Before our first round of chemo, we discussed our idea to try chemo-fasting with our oncologist. We recognized that Heidi's ability to regain her weight that she'd lose during fasting would be important. As it turns out, both of us would lose about six pounds during our fasts. Heidi always returned to her baseline weight in relatively short order, although she had to work harder (eat more consciously than me) to do so. Also, she did not gain weight during chemo. Evidence suggests if she had gained weight it would have increased her risk factor. Gaining weight is common among breast cancer patients, and even more common among people on Prednisone, as I understand.

We decided to try once to see how the fasting and post-chemo experiences went, and proceed from there. The fasting was mentally challenging, (once we started, more challenging for me than Heidi), but interesting. As Heidi's adverse side effects after chemo were minimal to non-existent after each round, increasingly we came to think we didn't want to try not fasting. Not even for the experiment's sake.

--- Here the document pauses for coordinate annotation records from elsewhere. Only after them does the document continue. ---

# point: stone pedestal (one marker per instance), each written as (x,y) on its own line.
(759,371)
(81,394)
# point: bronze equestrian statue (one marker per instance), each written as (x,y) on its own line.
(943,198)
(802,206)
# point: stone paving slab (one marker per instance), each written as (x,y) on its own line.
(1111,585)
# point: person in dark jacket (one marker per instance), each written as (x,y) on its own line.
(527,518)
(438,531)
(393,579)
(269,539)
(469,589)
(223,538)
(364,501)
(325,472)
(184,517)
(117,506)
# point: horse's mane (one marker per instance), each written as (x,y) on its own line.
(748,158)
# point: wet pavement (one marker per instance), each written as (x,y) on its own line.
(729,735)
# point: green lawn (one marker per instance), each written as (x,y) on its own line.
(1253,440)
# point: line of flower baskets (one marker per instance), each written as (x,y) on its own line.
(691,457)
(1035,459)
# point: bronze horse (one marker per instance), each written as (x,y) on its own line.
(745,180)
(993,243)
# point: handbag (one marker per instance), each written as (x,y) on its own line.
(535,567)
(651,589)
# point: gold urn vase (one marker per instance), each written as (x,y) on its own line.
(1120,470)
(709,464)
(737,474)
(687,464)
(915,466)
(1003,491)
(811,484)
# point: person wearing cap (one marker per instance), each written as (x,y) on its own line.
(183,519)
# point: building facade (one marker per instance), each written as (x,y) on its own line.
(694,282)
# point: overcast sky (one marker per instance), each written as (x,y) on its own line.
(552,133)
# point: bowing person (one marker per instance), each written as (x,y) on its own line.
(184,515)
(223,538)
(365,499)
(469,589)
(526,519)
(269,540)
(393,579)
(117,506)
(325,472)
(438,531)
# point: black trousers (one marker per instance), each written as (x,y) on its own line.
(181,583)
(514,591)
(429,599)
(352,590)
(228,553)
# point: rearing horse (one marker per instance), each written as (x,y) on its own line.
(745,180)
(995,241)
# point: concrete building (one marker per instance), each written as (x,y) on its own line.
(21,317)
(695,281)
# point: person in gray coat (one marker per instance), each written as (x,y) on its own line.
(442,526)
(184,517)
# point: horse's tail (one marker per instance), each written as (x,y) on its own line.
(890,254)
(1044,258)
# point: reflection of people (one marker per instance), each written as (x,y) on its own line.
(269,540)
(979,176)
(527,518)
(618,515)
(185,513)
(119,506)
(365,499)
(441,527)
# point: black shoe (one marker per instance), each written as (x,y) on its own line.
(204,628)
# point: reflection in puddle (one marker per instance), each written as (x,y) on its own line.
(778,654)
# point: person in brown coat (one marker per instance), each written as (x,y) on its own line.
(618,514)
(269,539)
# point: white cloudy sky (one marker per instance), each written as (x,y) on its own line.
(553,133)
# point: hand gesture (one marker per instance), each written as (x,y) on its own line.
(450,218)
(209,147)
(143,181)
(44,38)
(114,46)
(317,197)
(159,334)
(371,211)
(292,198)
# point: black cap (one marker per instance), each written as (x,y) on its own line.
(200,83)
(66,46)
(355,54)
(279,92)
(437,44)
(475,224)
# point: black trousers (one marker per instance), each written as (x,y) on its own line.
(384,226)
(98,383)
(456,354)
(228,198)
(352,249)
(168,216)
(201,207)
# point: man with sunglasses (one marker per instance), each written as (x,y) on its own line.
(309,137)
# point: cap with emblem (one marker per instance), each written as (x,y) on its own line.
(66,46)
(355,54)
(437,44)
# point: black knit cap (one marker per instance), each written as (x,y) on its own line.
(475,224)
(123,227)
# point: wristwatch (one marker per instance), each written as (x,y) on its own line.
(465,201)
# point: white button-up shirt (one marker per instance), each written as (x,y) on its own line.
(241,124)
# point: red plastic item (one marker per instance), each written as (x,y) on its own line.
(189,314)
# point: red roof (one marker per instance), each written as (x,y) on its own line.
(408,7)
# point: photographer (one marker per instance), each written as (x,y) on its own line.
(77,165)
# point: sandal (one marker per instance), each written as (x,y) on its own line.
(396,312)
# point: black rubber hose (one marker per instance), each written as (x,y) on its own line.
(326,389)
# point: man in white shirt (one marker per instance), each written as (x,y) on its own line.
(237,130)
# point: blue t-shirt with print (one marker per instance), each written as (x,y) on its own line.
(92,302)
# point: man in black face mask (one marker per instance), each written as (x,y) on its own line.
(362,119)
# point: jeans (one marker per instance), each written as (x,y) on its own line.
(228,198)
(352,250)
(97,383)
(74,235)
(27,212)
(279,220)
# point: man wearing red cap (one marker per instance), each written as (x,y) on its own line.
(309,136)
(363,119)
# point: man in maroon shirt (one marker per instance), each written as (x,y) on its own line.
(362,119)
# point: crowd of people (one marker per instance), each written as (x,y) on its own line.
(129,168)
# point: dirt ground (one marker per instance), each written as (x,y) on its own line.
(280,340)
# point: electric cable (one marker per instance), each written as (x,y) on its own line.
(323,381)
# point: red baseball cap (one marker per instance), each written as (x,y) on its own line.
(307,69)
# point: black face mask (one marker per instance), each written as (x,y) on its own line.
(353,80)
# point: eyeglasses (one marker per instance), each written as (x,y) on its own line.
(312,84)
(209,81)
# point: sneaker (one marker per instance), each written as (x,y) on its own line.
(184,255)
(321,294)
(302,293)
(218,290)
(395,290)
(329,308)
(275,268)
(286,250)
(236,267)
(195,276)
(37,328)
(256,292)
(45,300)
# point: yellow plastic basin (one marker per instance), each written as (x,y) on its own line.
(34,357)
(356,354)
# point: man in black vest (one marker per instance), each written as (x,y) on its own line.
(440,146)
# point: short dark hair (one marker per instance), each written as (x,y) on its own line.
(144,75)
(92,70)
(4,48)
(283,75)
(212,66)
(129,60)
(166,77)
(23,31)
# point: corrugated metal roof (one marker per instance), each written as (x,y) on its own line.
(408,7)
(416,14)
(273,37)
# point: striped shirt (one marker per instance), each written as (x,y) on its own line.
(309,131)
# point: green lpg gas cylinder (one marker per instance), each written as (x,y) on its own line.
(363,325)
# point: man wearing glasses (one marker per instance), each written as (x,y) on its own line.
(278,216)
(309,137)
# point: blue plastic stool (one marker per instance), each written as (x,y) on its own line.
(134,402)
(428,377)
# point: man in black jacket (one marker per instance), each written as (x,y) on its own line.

So we don't really know if chemo-fasting may have helped in cancer suppression as we hope, or if it contributed to her minimal adverse side effects during chemo. In Heidi's case, she is a population of one, and we had no control events to compare with her experience, but it seems so far like it didn't hurt, and who knows? Maybe it gave Heidi another bit of "high performance profile" edge. It was another something we could do in our case with little obvious negative risk and a little more positive possibility. It also gave us focus, and helped us feel more like active participants in Heidi's therapy; and a little less just like dead meat feeding a significantly-predatory insurance-and-health care system.

PostScript:
Another woman received some guidance on fasting, which is recorded on a HER2 support forum.

2015 PostScript: Heidi currently shows no signs of disease.
07-29-2018 PostScript: Heidi still shows no signs of disease.